The Associated Press

GUANTÁNAMO BAY NAVAL BASE, Cuba — His ankles chained to the floor of the hearing room, a Saudi detainee hoped to convince three U.S. military officers that he is not a danger to the United States, has no intelligence value and should be released from the Guantánamo Bay prison.

But in his one shot this year at getting out of here, the detainee could not produce letters from his family that he wanted to submit as evidence. They were seized by the military, along with thousands of other documents from detainees, as it investigates whether the suicides of three prisoners in June were assisted or encouraged.

While the letters on their own may not have convinced the panel that the detainee should be released, the hearing shows that the Naval Criminal Investigative Service's (NCIS) confiscation of more than 1,100 pounds of documents is hampering detainees' ability to confront accusations against them.

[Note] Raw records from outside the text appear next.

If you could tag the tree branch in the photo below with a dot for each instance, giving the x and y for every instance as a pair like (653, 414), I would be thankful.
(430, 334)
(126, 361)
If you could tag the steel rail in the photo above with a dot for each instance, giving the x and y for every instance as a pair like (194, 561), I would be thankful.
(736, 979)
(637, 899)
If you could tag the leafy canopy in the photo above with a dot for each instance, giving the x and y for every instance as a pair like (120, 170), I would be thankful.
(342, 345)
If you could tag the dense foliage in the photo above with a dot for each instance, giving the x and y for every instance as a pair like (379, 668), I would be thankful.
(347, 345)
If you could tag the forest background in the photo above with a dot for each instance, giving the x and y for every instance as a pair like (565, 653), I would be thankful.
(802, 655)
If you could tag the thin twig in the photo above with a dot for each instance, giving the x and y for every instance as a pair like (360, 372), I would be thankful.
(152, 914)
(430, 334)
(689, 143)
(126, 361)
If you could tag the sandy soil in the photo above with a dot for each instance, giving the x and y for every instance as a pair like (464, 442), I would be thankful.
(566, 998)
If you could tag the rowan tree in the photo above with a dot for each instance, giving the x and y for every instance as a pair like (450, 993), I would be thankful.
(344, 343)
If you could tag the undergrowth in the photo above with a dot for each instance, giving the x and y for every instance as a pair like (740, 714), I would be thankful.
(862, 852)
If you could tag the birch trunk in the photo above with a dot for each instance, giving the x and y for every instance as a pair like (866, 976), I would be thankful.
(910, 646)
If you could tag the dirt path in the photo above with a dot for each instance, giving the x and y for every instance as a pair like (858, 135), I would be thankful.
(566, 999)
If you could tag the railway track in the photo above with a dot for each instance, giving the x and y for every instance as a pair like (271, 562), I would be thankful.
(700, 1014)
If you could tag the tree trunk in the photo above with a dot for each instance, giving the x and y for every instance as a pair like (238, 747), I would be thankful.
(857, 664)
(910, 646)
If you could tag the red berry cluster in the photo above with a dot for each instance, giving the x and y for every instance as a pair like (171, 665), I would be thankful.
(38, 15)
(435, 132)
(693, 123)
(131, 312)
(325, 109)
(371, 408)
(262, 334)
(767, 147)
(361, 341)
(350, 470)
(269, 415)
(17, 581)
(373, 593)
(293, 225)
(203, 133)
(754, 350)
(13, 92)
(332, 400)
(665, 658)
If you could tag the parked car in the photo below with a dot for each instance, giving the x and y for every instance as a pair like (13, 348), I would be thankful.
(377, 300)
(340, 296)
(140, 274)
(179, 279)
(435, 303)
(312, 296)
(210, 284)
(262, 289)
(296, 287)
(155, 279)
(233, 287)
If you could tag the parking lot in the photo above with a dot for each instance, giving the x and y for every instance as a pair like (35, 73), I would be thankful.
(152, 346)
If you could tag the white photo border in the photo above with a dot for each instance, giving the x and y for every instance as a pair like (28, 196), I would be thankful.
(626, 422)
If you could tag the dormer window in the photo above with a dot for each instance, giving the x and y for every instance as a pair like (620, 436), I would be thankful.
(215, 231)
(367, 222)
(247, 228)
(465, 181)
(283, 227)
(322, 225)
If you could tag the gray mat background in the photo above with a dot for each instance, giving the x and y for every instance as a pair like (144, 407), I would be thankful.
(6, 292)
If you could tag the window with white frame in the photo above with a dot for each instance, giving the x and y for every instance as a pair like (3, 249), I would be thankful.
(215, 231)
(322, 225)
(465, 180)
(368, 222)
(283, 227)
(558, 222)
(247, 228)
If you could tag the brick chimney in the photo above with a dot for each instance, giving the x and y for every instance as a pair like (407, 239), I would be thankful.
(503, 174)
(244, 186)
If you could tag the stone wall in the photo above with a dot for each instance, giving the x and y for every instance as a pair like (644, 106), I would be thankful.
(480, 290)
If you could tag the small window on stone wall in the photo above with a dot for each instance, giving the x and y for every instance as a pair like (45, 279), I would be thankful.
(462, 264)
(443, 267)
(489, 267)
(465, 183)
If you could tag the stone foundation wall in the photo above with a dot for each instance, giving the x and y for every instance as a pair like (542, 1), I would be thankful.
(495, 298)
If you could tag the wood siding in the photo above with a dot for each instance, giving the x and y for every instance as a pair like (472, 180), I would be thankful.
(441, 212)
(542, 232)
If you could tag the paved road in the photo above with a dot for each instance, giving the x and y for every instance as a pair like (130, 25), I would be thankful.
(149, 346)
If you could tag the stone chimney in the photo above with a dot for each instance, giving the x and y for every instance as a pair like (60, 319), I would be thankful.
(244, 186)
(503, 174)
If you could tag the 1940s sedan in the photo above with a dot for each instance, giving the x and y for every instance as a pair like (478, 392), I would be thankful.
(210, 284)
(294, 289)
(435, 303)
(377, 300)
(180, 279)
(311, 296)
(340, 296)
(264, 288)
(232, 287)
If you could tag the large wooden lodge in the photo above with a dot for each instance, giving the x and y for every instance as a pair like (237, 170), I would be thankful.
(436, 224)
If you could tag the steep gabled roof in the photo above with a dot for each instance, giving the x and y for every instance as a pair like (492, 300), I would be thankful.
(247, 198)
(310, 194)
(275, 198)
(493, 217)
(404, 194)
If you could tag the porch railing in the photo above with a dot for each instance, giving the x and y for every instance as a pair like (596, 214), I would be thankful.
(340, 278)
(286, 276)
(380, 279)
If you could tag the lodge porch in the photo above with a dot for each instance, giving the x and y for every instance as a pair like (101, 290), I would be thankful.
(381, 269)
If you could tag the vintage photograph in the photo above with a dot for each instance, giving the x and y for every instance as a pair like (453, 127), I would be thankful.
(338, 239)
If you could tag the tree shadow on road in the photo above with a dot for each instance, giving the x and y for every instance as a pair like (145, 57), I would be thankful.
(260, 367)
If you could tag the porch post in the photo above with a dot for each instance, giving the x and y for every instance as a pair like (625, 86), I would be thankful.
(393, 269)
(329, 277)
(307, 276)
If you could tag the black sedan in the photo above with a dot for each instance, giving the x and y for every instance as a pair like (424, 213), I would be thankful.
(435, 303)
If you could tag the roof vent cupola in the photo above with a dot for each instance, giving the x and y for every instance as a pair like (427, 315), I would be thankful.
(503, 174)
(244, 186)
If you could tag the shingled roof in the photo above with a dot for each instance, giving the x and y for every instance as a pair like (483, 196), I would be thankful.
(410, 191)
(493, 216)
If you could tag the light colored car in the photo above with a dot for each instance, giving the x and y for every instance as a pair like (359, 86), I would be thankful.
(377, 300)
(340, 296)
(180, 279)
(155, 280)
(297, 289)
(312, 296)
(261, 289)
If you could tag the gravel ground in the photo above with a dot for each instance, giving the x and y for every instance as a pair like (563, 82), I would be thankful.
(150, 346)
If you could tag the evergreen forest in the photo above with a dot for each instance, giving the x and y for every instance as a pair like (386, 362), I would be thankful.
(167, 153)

Correspondence between attorneys and their clients was among the documents seized. Lawyers for detainees say the military is violating attorney-client privilege and exacerbating the isolation of detainees by taking family pictures and other personal items.

A federal judge last week ordered an independent "filter team" to review the paperwork for evidence of complicity in the suicides. Irrelevant and protected documents must be returned to detainees, the judge ruled.

Patricia A. Bronte, a defense attorney, said detainees will now have a harder time trying to clear themselves.

"I believe that their ability to present evidence in their defense, already severely circumscribed, will be further harmed," Bronte said. "It was a minor miracle for the detainee to even obtain some letters in support of his claim of innocence. For the NCIS to then confiscate the evidence from him ... just illustrates the unfairness of the whole proceeding."

Most detainees have been skipping the annual hearings, officials said, reflecting skepticism that the encounters will result in their release. About 460 detainees are currently at Guantánamo, including some held for more than four years. Only 10 have been charged with crimes, but about 315 others have been released or transferred to detention in their home countries, military officials said.

At his appearance last week before the Administrative Review Board, the 22-year-old Saudi detainee acknowledged he had gone to Afghanistan before the Sept. 11, 2001, attacks to fight for the Taliban. But he insisted he never wanted to kill Americans.